“Now those kinds of rules aren’t so clear anymore. We don’t have the same kind of institutional structure for a bipolar world,” she said. “And for those reasons, it’s difficult to see where this downward spiral ends.”
Until Friday, Russia’s response to the expulsions of its diplomats was a precise tit-for-tat, suggesting that Moscow, which denies it had a role in the assassination attempt against the Skripals, didn’t want to make the situation deteriorate further by one-upping other countries’ reprisals. But the Russian Foreign Ministry’s order of the reduction in the size of the British diplomatic mission suggests there may be more actions ahead—unless the U.K. decides to accept the decision and not respond in a commensurate manner.
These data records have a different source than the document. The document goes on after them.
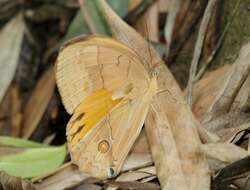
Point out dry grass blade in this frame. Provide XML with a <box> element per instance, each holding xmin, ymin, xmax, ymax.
<box><xmin>186</xmin><ymin>0</ymin><xmax>218</xmax><ymax>106</ymax></box>
<box><xmin>78</xmin><ymin>0</ymin><xmax>97</xmax><ymax>34</ymax></box>
<box><xmin>98</xmin><ymin>1</ymin><xmax>210</xmax><ymax>189</ymax></box>
<box><xmin>21</xmin><ymin>67</ymin><xmax>55</xmax><ymax>139</ymax></box>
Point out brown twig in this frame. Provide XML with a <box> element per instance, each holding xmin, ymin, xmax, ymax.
<box><xmin>186</xmin><ymin>0</ymin><xmax>218</xmax><ymax>106</ymax></box>
<box><xmin>78</xmin><ymin>0</ymin><xmax>97</xmax><ymax>34</ymax></box>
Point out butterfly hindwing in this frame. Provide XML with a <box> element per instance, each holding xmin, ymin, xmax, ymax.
<box><xmin>68</xmin><ymin>91</ymin><xmax>151</xmax><ymax>178</ymax></box>
<box><xmin>56</xmin><ymin>36</ymin><xmax>156</xmax><ymax>178</ymax></box>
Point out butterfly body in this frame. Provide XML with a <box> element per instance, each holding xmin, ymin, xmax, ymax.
<box><xmin>56</xmin><ymin>36</ymin><xmax>157</xmax><ymax>178</ymax></box>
Moscow acted similarly last fall when it ordered the U.S. to reduce its diplomatic staff in the country by 755 people to match the number of Russian staff in the U.S. That move was a response to the Obama administration’s decision in December 2016 to expel 30 Russian diplomats from the U.S. and seize Russian diplomatic compounds in New York and Maryland—a move that came in response to Moscow’s interference in the U.S. presidential election.
“I don’t think this is a decision that the United States is taking lightly,” Nina Jankowicz, a global fellow at the Wilson Center, told me about the most recent round of expulsions. “I don’t think that they want to continue to do this. But Russia leaves us no choice with its behavior.”
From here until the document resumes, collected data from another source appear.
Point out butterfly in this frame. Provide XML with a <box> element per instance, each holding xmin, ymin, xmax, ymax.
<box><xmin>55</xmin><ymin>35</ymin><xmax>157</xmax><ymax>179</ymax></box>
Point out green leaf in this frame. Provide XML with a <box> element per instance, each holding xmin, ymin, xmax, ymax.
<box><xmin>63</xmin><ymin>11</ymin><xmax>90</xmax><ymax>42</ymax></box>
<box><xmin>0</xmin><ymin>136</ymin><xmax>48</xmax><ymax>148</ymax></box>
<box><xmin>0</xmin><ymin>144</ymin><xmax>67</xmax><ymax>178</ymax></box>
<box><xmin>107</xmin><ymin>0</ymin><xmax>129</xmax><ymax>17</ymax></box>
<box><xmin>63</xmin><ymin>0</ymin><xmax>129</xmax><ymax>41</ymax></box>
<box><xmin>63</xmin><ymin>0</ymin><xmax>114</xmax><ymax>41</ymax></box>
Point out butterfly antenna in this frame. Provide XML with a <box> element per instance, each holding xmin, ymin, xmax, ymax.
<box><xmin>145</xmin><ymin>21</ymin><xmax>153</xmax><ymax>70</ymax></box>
Tensions between the two sides predate both the assassination attempt against the Skripals and the U.S. presidential election. They began after Russia’s annexation in 2013 of Ukraine’s Crimea region. Western nations imposed sanctions against Russia for its actions, which continue as it supports a breakaway region in Ukraine. The two sides are also at odds over the future of Syria where Moscow backs Bashar al-Assad; the future of the Iranian nuclear deal, which Russia, a signatory, supports (European countries do, too; the Trump administration has signaled it may withdraw from the deal); and other global conflicts. Indeed it is conflicts such as these that may be major sites of future tensions between the U.S. and Russia. Last month in Syria, for example, U.S. forces killed about 200 Russian mercenaries fighting on Assad’s behalf in Syria.
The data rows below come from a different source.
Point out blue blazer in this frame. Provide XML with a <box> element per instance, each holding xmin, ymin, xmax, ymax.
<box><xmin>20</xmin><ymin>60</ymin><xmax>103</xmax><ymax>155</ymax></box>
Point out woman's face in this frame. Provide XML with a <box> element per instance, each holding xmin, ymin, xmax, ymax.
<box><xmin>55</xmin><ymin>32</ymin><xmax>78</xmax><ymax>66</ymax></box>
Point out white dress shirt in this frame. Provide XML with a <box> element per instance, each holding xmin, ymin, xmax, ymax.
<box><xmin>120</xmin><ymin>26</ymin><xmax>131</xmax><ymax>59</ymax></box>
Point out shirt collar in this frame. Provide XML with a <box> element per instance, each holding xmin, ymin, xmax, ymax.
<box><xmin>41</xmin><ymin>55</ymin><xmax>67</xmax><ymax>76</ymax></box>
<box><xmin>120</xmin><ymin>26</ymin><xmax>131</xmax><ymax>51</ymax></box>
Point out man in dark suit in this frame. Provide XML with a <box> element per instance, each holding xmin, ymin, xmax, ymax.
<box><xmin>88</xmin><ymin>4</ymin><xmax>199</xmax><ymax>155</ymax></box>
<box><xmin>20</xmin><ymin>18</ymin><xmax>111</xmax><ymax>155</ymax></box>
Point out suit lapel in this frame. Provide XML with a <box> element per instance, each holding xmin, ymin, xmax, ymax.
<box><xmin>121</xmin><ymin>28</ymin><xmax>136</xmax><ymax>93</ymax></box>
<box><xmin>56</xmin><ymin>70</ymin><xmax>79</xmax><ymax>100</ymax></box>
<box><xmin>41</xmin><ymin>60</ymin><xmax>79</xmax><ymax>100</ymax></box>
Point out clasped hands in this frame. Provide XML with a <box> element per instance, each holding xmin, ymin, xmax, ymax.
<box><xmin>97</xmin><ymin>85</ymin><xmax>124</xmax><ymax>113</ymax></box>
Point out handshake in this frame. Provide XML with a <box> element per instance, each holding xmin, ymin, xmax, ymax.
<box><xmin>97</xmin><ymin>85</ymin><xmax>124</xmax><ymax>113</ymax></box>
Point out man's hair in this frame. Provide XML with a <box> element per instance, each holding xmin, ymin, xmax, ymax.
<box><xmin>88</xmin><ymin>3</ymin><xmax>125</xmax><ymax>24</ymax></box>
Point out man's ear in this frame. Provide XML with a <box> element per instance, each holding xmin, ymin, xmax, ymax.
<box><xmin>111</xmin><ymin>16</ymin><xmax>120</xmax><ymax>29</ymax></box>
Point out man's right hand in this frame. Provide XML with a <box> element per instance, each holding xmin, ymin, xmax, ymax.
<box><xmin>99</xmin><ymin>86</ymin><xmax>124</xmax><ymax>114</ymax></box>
“More of this is going to continue to happen because the avenues of communication are not as good as they may have been during the Cold War period for deconfliction,” Polyakova told me.
There is another difference between the Cold War period and today, Jankowicz said: the differing nature of the administrations in Washington.
“In the Reagan administration, it was clear from every single official—from a random official at the State Department on up to President Reagan himself— where the Reagan administration stood on Russia. And to me it’s not really clear where the Trump administration stands.” She cited President Trump’s failure to publicly criticize Russian President Vladimir Putin, Trump’s assertion last November that Russia “can greatly help” on a host of issues from North Korea to Ukraine, and his reported resistance to selling arms to Ukraine. “There’s just such an incongruity in the decisions his administration is making and what the president says or does not say,” she said. “His silence to me is deafening—and that’s the difference between Reagan-era Cold War policies and what we’re seeing today.”